Potremmo quasi definirla una scrittura “a elastico” che porta la trama a strecciarsi troppo per poi ritornare esattamente al punto di partenza, dando l’impressione solo di aver assistito ad una grande parentesi. Cosa si aggiunge alla storia? Poco. I quesiti lanciati alla fine del precedente capitolo vengono risolti anche se con estrema semplicità e poco pathos. Ai titoli di coda, si ha la sensazione di ritrovarsi alla fine del primo Animali fantastici e dove trovarli. Già, gli animali fantastici, appunto. Quelli che avevamo dimenticato in Animali fantastici – I crimini di Grindelwald. Stavolta il franchise non si contraddice. Le creature magiche tornano quasi protagoniste, affiancandosi in importanza al cast. Il regista, David Yates, ha dalla sua parte attori con la A maiuscola. Un potenziale importante al quale, se si dà in mano qualcosa di sensato e ben fatto (come in questo caso, dopotutto), possono aprirsi spiragli di luce (sebbene continuino gradualmente a defilarsi i ruoli di Scamander e dei precedenti protagonisti a favore dei soli Silente e Grindelwald). Il film funziona, è avvincente e parte subito con due ottime sequenze d’apertura. Convincono l’azione e i duelli con le bacchette, che assumono una propria originalità grazie a trovate differenti da quelle già viste in questi decenni. Ambizioso il tema del rapporto sentimentale Silente-Grindelwald, così come quello della tentata ascesa dittatoriale del secondo. Torna anche il divertimento, quell’ironia dosata bene e che si adatta al Wizarding World che conosciamo. È chiaro che diventa inopportuno ricercarvi ciò che ci donava la saga del maghetto con la saetta in fronte. È impossibile. La magia data anche solo dalla presenza dei bambini e del castello di Hogwarts non può tornare, che si sappia, per quanto si cerchi di reinserire col contagocce ambienti del noto castello o colonne sonore maestose che rievocano la saga capostipite.
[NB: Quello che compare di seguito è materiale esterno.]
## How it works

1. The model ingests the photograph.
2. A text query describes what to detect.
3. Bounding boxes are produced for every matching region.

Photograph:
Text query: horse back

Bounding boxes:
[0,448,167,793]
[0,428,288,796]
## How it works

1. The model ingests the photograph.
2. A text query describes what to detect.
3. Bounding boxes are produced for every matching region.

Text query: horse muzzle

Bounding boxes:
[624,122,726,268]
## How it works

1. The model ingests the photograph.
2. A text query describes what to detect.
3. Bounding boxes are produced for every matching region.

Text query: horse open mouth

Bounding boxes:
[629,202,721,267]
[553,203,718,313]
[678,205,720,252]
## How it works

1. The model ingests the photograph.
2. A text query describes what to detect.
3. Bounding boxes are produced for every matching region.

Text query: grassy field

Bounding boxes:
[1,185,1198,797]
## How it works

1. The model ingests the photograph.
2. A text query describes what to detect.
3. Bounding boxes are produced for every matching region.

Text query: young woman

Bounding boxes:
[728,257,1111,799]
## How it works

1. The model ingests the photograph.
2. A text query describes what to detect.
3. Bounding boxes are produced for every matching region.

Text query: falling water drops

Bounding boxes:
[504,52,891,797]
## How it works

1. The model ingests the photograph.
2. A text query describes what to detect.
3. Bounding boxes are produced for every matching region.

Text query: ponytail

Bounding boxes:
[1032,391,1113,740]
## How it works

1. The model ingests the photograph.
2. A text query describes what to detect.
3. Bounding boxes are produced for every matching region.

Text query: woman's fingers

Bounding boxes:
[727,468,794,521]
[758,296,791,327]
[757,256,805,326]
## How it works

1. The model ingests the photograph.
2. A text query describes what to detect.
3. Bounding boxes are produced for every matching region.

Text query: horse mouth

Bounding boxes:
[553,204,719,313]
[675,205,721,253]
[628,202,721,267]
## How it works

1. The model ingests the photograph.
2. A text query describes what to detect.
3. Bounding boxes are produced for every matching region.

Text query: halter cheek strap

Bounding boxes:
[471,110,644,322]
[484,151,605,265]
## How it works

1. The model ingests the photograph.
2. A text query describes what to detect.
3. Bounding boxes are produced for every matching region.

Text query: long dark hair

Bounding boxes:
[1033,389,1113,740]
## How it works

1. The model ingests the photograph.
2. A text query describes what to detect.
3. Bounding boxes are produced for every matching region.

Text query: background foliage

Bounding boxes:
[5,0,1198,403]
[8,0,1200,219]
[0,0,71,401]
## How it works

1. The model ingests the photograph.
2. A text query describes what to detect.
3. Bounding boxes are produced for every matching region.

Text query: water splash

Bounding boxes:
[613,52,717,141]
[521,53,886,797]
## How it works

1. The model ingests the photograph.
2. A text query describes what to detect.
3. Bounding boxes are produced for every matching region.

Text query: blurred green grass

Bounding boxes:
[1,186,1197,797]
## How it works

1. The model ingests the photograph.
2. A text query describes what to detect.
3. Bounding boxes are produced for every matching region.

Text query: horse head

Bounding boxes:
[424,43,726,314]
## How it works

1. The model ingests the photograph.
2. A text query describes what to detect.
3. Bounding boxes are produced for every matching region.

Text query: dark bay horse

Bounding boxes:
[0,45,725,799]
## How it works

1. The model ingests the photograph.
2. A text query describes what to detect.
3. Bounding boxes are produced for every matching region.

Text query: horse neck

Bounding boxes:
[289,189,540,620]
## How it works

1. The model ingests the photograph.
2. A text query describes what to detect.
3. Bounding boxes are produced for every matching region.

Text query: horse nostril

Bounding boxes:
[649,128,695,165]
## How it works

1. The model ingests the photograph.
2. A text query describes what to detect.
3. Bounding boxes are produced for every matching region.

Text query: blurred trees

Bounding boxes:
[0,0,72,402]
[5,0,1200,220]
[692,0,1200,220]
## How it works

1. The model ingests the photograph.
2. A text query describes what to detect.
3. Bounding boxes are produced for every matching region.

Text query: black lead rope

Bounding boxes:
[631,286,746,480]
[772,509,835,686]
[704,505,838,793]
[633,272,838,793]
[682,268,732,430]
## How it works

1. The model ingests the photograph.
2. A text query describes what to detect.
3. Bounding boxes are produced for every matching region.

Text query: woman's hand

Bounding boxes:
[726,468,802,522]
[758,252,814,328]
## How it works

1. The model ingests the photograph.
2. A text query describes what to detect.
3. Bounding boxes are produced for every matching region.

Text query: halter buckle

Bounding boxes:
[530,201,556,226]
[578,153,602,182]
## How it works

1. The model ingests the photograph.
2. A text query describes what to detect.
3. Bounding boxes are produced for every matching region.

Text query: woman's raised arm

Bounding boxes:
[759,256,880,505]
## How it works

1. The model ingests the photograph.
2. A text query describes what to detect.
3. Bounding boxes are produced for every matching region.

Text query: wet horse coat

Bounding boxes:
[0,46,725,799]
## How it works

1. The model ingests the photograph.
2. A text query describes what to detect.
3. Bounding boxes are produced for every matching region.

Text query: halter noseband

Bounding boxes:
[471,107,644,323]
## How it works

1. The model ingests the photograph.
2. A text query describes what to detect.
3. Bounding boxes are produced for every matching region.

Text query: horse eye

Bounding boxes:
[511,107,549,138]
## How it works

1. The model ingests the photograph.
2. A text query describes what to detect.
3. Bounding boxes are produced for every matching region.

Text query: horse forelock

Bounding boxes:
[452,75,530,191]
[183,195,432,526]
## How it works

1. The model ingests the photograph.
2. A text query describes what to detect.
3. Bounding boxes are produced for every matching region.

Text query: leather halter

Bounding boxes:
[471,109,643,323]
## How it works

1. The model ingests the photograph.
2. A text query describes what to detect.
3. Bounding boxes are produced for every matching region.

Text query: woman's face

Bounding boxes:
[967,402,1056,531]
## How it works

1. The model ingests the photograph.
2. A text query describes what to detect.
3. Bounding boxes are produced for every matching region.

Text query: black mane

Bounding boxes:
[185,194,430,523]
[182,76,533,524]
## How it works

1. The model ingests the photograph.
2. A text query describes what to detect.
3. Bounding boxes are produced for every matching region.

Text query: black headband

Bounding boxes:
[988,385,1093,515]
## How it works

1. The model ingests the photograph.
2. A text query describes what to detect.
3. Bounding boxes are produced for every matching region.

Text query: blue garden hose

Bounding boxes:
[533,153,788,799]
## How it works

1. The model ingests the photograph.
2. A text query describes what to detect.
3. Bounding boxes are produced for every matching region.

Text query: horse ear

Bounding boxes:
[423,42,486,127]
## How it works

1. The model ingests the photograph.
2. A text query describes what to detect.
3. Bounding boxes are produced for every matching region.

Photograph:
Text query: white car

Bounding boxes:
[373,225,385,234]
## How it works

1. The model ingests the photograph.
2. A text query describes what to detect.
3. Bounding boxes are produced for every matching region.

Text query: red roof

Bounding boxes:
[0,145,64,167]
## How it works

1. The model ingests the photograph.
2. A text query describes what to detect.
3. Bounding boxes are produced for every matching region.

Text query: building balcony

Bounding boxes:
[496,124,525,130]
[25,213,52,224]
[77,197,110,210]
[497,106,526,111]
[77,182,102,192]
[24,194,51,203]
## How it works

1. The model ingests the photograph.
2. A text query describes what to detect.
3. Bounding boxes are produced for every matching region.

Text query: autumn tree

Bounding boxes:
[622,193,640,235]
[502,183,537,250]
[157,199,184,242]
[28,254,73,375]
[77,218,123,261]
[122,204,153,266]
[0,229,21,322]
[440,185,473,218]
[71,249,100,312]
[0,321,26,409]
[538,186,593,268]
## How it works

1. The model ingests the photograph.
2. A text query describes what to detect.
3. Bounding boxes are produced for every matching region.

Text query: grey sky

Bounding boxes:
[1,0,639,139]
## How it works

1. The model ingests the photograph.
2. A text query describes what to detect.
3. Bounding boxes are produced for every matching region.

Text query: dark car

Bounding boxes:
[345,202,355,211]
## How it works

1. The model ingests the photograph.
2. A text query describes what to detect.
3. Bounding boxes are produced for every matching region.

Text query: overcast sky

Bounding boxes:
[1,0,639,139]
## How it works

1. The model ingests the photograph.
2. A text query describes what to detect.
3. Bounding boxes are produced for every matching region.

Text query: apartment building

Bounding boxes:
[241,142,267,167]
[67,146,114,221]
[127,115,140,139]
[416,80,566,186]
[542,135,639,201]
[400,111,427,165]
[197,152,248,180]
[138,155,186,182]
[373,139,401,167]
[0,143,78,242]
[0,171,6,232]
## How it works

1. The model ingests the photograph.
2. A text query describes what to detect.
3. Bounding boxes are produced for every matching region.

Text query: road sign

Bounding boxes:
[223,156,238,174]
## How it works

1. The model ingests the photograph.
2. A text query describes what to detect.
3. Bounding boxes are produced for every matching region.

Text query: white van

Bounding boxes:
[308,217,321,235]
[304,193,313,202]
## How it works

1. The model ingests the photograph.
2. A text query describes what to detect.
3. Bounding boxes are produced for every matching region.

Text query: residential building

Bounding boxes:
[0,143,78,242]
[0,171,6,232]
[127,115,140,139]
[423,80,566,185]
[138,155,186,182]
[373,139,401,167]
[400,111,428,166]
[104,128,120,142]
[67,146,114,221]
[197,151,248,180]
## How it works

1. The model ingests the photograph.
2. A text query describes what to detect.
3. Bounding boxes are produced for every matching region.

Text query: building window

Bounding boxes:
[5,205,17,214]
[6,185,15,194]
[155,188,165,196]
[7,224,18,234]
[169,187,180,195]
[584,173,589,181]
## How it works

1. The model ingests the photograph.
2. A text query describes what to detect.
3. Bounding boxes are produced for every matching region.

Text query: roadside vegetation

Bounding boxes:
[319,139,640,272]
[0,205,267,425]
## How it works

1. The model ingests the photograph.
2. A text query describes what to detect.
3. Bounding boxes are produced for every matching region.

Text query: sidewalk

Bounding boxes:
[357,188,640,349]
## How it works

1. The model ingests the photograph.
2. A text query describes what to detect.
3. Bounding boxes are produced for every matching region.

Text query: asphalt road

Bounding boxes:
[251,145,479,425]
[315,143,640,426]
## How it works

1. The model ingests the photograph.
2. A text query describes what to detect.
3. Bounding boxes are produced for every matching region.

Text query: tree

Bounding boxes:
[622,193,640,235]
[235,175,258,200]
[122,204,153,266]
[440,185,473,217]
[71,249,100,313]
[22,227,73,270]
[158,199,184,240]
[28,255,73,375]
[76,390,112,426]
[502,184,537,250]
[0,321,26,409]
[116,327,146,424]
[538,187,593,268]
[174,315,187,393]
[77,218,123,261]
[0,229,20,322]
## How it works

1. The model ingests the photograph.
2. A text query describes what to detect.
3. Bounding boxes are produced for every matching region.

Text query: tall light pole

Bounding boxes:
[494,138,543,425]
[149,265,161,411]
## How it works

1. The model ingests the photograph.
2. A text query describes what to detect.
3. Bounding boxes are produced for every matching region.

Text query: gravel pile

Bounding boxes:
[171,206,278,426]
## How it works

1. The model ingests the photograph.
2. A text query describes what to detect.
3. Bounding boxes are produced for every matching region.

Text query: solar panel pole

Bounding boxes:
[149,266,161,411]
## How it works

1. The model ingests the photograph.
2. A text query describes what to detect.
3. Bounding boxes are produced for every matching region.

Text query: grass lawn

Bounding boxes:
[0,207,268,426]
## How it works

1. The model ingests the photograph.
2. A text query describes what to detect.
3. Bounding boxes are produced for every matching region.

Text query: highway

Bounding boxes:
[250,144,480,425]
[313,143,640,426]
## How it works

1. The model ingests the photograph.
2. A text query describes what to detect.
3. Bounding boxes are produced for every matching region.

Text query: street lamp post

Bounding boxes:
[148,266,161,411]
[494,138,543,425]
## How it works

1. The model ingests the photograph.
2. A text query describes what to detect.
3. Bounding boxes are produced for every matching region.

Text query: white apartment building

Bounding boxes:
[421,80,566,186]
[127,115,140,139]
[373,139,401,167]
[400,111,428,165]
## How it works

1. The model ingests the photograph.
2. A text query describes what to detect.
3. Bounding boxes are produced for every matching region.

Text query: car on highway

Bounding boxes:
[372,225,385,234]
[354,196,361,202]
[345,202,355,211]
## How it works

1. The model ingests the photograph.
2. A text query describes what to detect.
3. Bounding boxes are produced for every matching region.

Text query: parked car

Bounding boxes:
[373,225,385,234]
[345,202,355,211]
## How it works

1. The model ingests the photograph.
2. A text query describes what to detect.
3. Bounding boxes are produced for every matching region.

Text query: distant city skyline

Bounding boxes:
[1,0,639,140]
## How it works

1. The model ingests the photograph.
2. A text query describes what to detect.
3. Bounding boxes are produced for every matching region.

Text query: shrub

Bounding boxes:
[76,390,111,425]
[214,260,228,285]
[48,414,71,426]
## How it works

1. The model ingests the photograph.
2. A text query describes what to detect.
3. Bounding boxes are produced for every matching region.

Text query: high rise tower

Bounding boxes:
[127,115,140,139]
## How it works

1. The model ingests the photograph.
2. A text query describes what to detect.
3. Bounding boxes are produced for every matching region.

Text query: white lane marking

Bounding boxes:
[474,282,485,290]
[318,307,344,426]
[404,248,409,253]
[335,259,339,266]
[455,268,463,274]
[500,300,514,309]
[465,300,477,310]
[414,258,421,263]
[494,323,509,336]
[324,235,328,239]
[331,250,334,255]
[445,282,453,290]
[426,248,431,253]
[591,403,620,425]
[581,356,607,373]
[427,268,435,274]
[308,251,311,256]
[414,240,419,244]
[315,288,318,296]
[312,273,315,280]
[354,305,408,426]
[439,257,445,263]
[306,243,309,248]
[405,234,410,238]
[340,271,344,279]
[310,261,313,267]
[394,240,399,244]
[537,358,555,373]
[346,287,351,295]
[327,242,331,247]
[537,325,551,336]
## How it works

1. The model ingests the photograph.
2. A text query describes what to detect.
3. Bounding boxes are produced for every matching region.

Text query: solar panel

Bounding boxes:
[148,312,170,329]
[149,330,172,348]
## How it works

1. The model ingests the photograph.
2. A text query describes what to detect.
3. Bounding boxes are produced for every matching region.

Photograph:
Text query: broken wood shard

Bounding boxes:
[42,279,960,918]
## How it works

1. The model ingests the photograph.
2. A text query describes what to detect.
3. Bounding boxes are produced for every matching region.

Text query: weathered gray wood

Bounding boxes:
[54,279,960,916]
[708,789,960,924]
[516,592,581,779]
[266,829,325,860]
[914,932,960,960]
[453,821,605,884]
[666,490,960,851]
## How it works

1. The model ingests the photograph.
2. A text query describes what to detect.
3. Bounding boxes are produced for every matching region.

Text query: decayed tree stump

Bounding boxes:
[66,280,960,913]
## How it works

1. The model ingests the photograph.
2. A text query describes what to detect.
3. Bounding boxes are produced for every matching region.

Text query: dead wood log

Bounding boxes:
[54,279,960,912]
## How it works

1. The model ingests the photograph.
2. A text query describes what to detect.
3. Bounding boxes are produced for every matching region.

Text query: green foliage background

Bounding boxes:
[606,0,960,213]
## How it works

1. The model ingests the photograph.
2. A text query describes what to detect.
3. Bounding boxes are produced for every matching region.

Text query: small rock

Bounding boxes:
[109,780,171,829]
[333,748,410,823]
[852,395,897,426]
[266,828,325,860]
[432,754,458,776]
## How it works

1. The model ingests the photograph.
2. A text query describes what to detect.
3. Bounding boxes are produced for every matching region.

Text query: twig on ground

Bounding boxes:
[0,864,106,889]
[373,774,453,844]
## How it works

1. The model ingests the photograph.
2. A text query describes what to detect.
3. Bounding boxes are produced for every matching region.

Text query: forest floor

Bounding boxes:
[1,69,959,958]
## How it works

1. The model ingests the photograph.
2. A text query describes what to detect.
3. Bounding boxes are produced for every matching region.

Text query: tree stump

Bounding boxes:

Ci teniamo alla fine il capitolo forse più caldo: lo scottante avvicendamento Johnny Depp – Mads Mikkelsen. Lo faremo partendo proprio da quest’ultimo. Il Grindelwald di Mikkelsen non ha bisogno di acconciature platino o di un’eterocromia accentuata, elementi che innegabilmente danno un forte impatto visivo, adatto all’alone magico, oltretutto. Il personaggio viene resettato e plasmato sulle fattezze dello straordinario attore danese. Si mostra più “reale”, quanto cattivo e distaccato. Il villain funziona, non ci sono dubbi. Se si gioca al toto scommesse di simpatie, risulterebbe troppo facile schierarsi con il più popolare Depp. Eppure, sembra quasi che il buon John (un Grindelwald che sicuramente avrebbe potuto dire molto) venga utilizzato troppo spesso solo come mero “pupazzo” sul quale poter appiccicare trucchi su trucchi, sfruttando le sue doti mimiche innate da caratterista. Al suo posto è stato scelto un attore “vero”, senza fronzoli, (sia chiaro, NON si vuole negare la professionalità di Depp), in grado di rendere con altrettanta naturalezza il ruolo che fa da ago da bilancia a storie di un certo tipo: il villain sposta gli equilibri e il magnetico Mads lo fa. Il polverone Depp, che inevitabilmente verrà alimentato dal fan più emotivo, proseguirà. Eppure sarebbe meglio lasciarlo acquietare, quantomeno per godersi i film rimanenti senza troppi elementi di disturbo e senza il classico “Eh, ma se ci fosse stato…”. Non c’è più, stop. Ridimensionare i concetti di “affezione” è arduo ma ci si può provare. Non sia mai che da quella eliminazione squisitamente politica (scellerata e vergognosa, probabilmente) a giovarne sia proprio il franchise stesso? L’upgrade è possibile, se non già avvenuto.